A Comissão de Prerrogativas da OAB SP obteve decisão favorável junto à A 8ª Câmara de Direito Criminal do Tribunal de Justiça, que trancou ação penal instaurada para apurar fraude em licitação para contratação direta de dois advogados pela Prefeitura Municipal de Avaré. O habeas corpus que originou esta vitória foi assinado pelo advogado e conselheiro seccional, Carlos Kauffmann.

 

Para o presidente da OAB SP, Marcos da Costa,   “essa decisão judicial evidencia que a profissão não pode ser mercantilizada com a contratação de advogado sempre pelo menor preço, ignorando o preparo intelectual  e experiência jurídica de cada profissional”.

Ao julgar habeas corpus, os desembargadores Moreira da Silva, Louri Babiero e Camilo Léllis, por unanimidade, entenderam que ficou demonstrada, tanto a notória especialização dos advogados, quanto a singularidade do serviço contratado pela administração (artigo 25, inciso II, da sobredita Lei), assegurando a inexigibilidade de licitação.

 

"A decisão do TJ reforça entendimento já consagrado, mas que infelizmente vem sendo questionado por alguns juízos de primeiro grau, no sentido de que a contratação de advogado não se submete a concorrência, pois não há como licitar um serviço especializado e diferenciado que tem por pressuposto essencial a confiança que lhe é depositada pelo contratante", afirma Kauffmann.
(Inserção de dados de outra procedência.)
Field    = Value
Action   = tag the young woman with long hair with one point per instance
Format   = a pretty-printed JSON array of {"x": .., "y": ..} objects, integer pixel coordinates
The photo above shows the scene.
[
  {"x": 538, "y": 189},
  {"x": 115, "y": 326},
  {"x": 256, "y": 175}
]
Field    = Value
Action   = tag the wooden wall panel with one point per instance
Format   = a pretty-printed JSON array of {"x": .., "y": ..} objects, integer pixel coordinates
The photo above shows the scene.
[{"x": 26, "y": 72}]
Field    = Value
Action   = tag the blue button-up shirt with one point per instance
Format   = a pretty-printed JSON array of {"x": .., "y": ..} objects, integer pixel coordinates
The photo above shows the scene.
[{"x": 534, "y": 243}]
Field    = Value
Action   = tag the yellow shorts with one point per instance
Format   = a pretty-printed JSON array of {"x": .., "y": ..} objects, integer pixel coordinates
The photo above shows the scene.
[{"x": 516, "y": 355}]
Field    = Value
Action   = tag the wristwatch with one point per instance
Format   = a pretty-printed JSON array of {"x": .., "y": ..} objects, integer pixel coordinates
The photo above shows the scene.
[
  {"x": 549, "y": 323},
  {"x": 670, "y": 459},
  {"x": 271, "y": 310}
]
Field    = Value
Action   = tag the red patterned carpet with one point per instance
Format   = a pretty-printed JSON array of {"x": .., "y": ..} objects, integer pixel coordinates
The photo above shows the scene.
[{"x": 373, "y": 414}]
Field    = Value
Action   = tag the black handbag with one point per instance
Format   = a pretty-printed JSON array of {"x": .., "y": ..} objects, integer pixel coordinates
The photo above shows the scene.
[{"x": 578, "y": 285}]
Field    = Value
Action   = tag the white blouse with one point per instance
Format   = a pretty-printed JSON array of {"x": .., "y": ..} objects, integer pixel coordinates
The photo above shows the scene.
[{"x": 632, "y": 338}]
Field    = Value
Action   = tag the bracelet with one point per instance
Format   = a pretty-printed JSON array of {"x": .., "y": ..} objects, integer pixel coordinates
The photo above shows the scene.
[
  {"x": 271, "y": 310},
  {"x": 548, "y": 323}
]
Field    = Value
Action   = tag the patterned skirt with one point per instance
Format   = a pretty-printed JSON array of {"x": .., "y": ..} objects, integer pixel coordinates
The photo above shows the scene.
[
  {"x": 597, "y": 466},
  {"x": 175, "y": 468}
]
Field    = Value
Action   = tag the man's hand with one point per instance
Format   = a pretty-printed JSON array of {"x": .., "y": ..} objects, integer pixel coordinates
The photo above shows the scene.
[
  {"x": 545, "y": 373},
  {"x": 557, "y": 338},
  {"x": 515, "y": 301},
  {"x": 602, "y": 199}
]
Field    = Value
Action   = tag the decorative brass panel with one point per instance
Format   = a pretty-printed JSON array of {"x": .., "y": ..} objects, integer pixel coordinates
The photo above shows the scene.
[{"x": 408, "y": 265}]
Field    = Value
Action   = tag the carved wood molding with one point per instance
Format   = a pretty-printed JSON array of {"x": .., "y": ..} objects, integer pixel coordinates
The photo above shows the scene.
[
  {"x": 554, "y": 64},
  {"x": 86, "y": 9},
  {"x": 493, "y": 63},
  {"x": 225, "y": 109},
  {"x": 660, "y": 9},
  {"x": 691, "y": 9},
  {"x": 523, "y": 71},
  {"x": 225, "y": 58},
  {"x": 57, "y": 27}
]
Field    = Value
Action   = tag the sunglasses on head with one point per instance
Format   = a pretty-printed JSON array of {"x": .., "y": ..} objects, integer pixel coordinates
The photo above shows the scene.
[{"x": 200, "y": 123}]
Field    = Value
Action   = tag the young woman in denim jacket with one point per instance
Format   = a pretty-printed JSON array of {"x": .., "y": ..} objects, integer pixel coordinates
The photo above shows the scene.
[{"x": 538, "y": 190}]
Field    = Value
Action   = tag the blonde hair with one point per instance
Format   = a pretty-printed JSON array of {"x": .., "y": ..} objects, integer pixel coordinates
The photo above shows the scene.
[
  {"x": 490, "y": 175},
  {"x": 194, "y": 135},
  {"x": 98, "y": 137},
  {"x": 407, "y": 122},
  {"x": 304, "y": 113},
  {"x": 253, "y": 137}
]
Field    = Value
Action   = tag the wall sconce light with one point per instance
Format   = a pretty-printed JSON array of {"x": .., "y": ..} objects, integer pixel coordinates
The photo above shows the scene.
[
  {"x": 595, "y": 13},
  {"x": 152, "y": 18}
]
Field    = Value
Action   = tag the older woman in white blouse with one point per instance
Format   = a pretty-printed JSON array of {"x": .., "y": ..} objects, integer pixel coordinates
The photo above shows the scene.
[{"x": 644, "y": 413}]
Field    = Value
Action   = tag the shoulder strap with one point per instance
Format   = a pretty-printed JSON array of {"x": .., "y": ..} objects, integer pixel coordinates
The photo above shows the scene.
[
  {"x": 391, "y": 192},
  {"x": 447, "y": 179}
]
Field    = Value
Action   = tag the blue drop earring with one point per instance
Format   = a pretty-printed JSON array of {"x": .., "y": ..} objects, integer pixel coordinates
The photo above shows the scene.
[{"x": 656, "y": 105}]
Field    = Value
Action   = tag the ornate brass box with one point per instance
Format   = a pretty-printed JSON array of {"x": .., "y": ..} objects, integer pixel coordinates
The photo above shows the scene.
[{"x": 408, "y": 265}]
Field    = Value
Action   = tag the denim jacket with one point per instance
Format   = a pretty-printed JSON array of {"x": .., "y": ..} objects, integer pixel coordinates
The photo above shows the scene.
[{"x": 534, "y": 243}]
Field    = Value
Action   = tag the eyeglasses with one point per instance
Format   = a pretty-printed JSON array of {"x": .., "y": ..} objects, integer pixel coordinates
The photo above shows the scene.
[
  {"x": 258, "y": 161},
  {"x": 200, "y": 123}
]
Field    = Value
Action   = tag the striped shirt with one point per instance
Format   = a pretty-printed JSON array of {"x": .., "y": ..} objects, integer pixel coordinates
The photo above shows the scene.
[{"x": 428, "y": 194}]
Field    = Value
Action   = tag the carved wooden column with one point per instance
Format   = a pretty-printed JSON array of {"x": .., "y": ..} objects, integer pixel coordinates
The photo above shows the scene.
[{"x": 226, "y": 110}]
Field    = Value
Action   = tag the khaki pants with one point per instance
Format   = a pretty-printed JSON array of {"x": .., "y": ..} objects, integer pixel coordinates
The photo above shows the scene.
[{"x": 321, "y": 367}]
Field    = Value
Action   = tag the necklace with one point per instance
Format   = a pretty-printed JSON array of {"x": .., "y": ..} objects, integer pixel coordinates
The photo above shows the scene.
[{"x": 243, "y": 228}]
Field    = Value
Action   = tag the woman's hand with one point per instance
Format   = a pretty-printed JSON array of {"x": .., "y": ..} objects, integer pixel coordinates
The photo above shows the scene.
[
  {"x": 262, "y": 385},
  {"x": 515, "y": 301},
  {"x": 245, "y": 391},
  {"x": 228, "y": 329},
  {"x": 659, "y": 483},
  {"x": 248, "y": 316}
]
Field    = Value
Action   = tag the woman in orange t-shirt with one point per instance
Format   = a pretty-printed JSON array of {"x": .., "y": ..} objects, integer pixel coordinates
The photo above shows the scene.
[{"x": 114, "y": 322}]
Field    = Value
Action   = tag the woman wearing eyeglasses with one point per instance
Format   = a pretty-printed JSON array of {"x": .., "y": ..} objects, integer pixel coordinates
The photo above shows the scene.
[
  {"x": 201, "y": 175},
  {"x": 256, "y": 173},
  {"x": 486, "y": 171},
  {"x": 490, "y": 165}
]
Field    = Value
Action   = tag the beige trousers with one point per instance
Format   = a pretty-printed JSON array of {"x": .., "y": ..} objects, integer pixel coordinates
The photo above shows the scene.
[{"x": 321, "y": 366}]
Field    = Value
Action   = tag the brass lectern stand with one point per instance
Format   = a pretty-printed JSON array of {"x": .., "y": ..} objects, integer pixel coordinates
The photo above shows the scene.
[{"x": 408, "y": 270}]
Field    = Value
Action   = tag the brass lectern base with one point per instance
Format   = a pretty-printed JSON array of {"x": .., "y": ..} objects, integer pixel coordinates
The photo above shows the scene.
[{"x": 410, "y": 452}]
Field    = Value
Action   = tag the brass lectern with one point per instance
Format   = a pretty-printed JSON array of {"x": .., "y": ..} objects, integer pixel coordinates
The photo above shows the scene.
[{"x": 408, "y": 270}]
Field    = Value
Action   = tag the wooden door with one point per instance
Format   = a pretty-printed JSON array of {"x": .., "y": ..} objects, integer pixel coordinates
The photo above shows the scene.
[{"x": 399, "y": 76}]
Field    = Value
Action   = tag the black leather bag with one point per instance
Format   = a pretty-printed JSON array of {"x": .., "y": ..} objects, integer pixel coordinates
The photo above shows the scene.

No acórdão, o TJ SP deixa patente que os advogados não tiveram dolo de beneficiar-se ilegalmente da inexigibilidade de licitação para a prestação dos serviços, já que “os escritórios [...] representados pelos pacientes, apresentaram proposta visando a contratar com a Prefeitura de Avaré prestação de serviços jurídicos, com inexigibilidade de licitação, mas o fizeram em conformidade com o disposto no artigo 13, inciso V, combinado com o artigo 25, inciso II, ambos da Lei nº 8.666/93 (Lei de Licitações), mormente em se considerando [...], que demonstraram notória especialização e a natureza singular do serviço objeto do contrato”.